Com aumento de mão de obra e alta da gasolina, muitos atrasam contas, trabalham mais de 15h por dia e ficam até sem comer; “passo fome”, diz jovem de São Paulo
Há quatro anos, uma proposta sedutora e “fácil” de trabalho chegou a David Ferreira, então com 17 anos, por amigos. Popularizava-se o universo dos aplicativos de entrega e a possibilidade de atuar como “entregador” vinha sem muitas exigências. Ele, que já tinha uma bicicleta, seguiu o caminho traçado por muitos jovens. Mas, passado o tempo, o rapaz, que mora em Americanópolis, Zona Sul de São Paulo, já não guarda ilusões. Ele diz que perdeu as contas das vezes que não teve dinheiro para pagar uma refeição durante o dia de trabalho e, agora pai, conta que a quitação de contas costuma atrasar.

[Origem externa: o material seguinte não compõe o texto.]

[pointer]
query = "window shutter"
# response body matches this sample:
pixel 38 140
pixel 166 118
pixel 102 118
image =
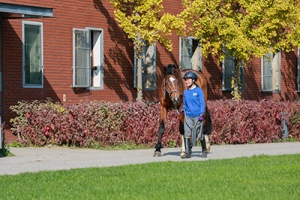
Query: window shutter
pixel 81 58
pixel 228 72
pixel 267 72
pixel 149 67
pixel 298 78
pixel 186 53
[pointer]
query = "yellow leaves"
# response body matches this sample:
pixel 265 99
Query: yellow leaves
pixel 146 19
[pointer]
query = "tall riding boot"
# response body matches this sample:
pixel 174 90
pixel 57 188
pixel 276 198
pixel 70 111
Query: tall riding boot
pixel 204 150
pixel 187 153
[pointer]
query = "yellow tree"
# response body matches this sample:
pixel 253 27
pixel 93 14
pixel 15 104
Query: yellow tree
pixel 243 29
pixel 143 22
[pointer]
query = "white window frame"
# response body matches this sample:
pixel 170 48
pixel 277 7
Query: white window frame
pixel 26 85
pixel 93 71
pixel 148 67
pixel 274 73
pixel 227 77
pixel 193 54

Ferreira não teve outras oportunidades para um emprego fixo na sua vida. E, apesar das dificuldades, traça planos “dentro do ramo” para arcar com as obrigações principais, como pensão da filha: ele faz economias para tirar a carteira de habilitação de moto e carro, para “subir na profissão” e ganhar um pouco mais.
O jovem faz parte de um universo de 1,4 milhão de entregadores e motoristas por aplicativos que existem no Brasil, segundo levantamento feito pelo Instituto de Pesquisa Econômica Aplicada (Ipea) em outubro passado. Que, diante da realidade de 12 milhões de desempregados do país, que atinge um terço dos brasileiros entre 18 e 24 anos, se submetem a condições precárias de trabalho.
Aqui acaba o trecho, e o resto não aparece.